Los principios de la Masonería no son mayores que las responsabilidades que ésta impone. Por el contrario, la Masonería las refuerza, las recalca y las reitera. En consecuencia, si el miembro quiere compartir todo el pasado, presente y futuro de la Institución, así como todos los privilegios de su fraternidad, hay que tener siempre presente que esta relación, debe ser recíproca, y no olvidar jamás:
1.- Que la Masonería es una institución noble y sublime a la cual siempre se le servirá con lealtad y nobleza.
2.- Ser fiel a su hogar, a su patria, y a la Institución.
3.- Que la Institución Masónica proclama los principios de Libertad, Igualdad y Fraternidad, no solo para sus miembros, sino para toda la humanidad.
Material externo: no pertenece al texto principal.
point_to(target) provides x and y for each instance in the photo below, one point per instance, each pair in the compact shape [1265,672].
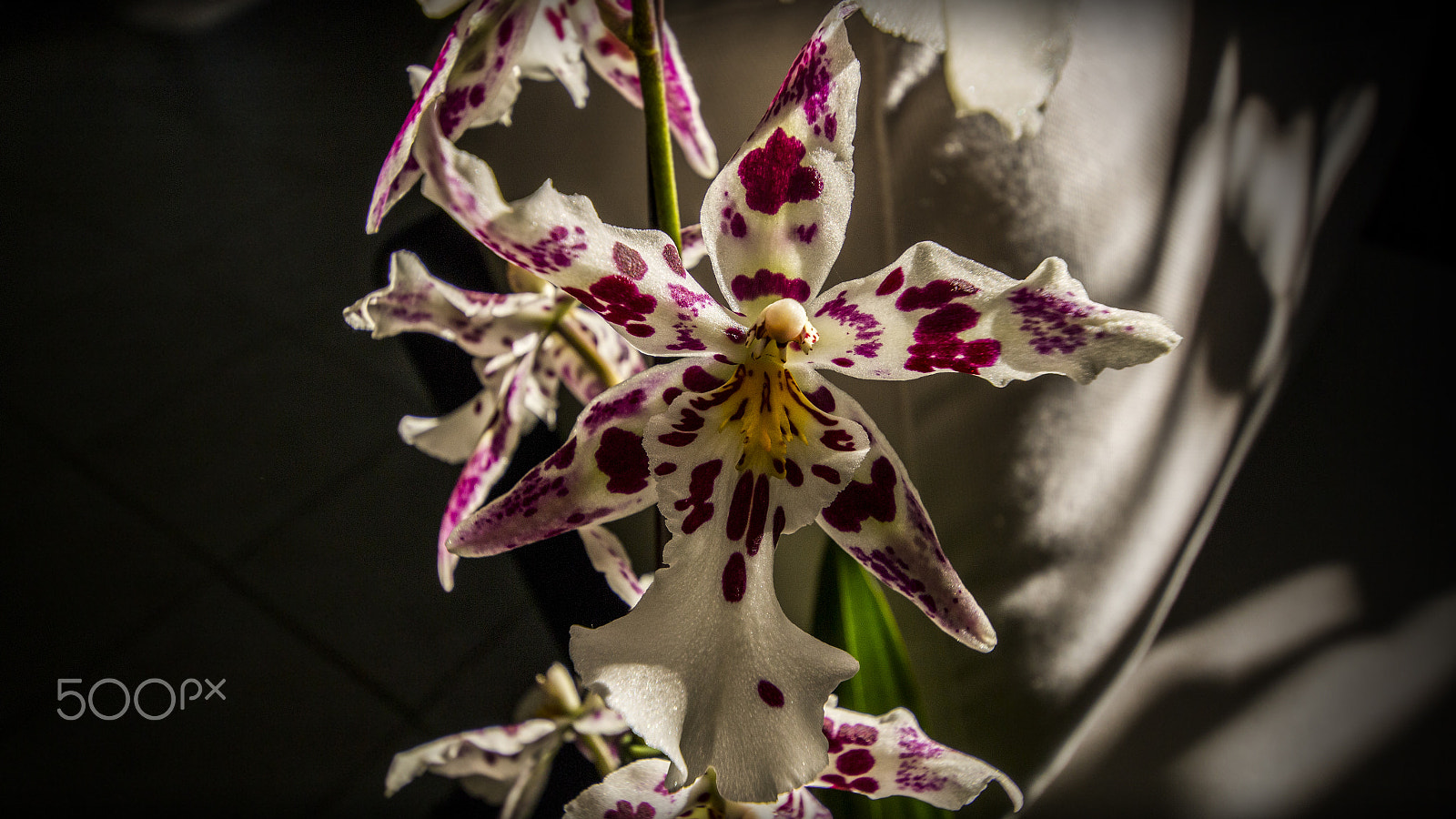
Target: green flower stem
[662,182]
[589,351]
[601,753]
4.- Que la libertad de pensamiento, palabra y acción es principio fundamental de la Orden, sin llegar a desconocer el ejercicio de estos mismos derechos por parte de nuestros semejantes.
5.- Que de igual manera todo Masón es enemigo de la ignorancia, la soberbia, la intolerancia, la opresión, la superstición y de las tinieblas mentales y espirituales.
6.- Que la Masonería es la defensora de la viuda, del huérfano, del débil y del oprimido, que reciba cualquier acción arbitraria del gobernante.
7.- En la Masonería no se goza de un fuero especial, porque una de las primeras bases de la Institución, es la Igualdad, sea cual fuere la posición social, intelectual o económica en la vida profana.